This quantity is scale-free: if you multiply all gradients for parameter $j$ by a constant factor, the effective update is unchanged (numerator and denominator scale equally). RMSProp is robust to the scale of the gradients.

RMSProp was proposed by Geoff Hinton in a Coursera lecture (never formally published, which is unusual for such an influential algorithm). It became the standard optimizer for recurrent neural networks before Adam arrived.


Section 7: Adam

Adam combines the ideas of momentum (first moment estimation) and RMSProp (second moment estimation) into a single optimizer, and adds bias correction to handle the initialization.

The algorithm.

Initialize $m_0 = 0$ (first moment), $v_0 = 0$ (second moment), and step counter $t = 0$.

At each step:

Compute the mini-batch gradient $g_t = \hat{\nabla} f(\mathbf{x_t})$.

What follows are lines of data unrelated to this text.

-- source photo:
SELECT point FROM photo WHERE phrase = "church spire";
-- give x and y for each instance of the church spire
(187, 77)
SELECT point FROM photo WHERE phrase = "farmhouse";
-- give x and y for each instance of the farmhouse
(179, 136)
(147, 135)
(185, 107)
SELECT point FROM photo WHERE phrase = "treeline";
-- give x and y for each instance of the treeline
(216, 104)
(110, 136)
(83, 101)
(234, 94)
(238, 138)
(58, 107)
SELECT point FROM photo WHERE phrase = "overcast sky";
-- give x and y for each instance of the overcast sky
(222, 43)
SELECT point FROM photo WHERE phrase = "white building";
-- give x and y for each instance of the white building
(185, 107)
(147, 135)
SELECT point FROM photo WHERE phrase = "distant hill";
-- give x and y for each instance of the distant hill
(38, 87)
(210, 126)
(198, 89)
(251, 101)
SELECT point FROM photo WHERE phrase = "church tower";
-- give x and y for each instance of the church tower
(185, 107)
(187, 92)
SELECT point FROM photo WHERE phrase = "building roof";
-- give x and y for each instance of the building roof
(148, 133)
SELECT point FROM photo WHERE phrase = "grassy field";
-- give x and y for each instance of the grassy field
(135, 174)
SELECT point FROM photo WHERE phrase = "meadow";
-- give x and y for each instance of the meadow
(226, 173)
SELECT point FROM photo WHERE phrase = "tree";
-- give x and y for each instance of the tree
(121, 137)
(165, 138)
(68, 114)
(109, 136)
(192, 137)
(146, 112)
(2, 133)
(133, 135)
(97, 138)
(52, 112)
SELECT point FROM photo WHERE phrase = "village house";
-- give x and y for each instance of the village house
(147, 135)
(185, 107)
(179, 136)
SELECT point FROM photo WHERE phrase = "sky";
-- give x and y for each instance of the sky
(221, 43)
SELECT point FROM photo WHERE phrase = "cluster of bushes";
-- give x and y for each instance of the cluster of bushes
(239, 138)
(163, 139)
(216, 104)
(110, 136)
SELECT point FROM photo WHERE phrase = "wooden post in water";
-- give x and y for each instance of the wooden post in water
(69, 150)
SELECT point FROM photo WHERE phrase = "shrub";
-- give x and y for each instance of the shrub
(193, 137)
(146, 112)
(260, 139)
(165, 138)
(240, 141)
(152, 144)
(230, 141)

Update the first moment (exponential moving average of gradients):

$$m_t = \beta_1 m_{t-1} + (1-\beta_1) g_t.$$

Update the second moment (exponential moving average of squared gradients):

$$v_t = \beta_2 v_{t-1} + (1-\beta_2) g_t^2.$$

Apply bias correction:

$$\hat{m}_t = \frac{m_t}{1 - \beta_1^t}, \qquad \hat{v}_t = \frac{v_t}{1 - \beta_2^t}.$$

Update the parameters:

$$\mathbf{x}_{t+1} = \mathbf{x}_t - \alpha \frac{\hat{m}_t}{\sqrt{\hat{v}_t} + \epsilon}.$$

The default hyperparameters: $\beta_1 = 0.9$, $\beta_2 = 0.999$, $\epsilon = 10^{-8}$, $\alpha = 10^{-3}$.

Discomfort check. Why bias correction? The formulas with $\hat{m}_t$ and $\hat{v}_t$ add complexity - what are they fixing?

At initialization, $m_0 = 0$ and $v_0 = 0$. After the first step with gradient $g_1$:

$m_1 = \beta_1 \cdot 0 + (1-\beta_1) g_1 = (1-\beta_1) g_1$.

But the true first moment (the mean of all gradients so far, which is just $g_1$) is $g_1$. The estimate $m_1 = (1-\beta_1) g_1 = 0.1 g_1$ is biased toward zero by a factor of $(1-\beta_1) = 0.1$. Similarly for the second moment.

Dividing by $(1-\beta_1^t)$ corrects this. At $t = 1$: $\hat{m}_1 = m_1/(1-\beta_1) = g_1$. At $t = 10$: $\beta_1^{10} = 0.9^{10} \approx 0.35$, so the correction factor is $1/0.65 \approx 1.54$ - still significant. At $t = 100$: $\beta_1^{100} = 0.9^{100} \approx 2.7 \times 10^{-5}$, the correction is negligible.

The bias correction matters most in the early steps of training, when the moving averages have not yet accumulated enough history to be accurate. Without it, Adam takes very small steps at the start, even if the true gradient is large - poor behavior in the critical early phase.

Why Adam works across diverse problems.

The effective update per parameter is:

$$\Delta x_j = \alpha \frac{\hat{m}{t,j}}{\sqrt{\hat{v}{t,j}} + \epsilon}.$$

The numerator $\hat{m}{t,j}$ is the momentum - the trend of the gradient. The denominator $\sqrt{\hat{v}{t,j}}$ is the estimated standard deviation of recent gradients. Their ratio is approximately a signal-to-noise ratio: how large is the trend relative to the variability?

Parameters whose gradient is consistently large (low variability) get a step of roughly $\alpha$ regardless of the raw gradient magnitude - the large gradient is divided by the large denominator. Parameters whose gradient oscillates wildly (high variability) get a smaller step. The update magnitudes are automatically bounded to be roughly $\alpha$.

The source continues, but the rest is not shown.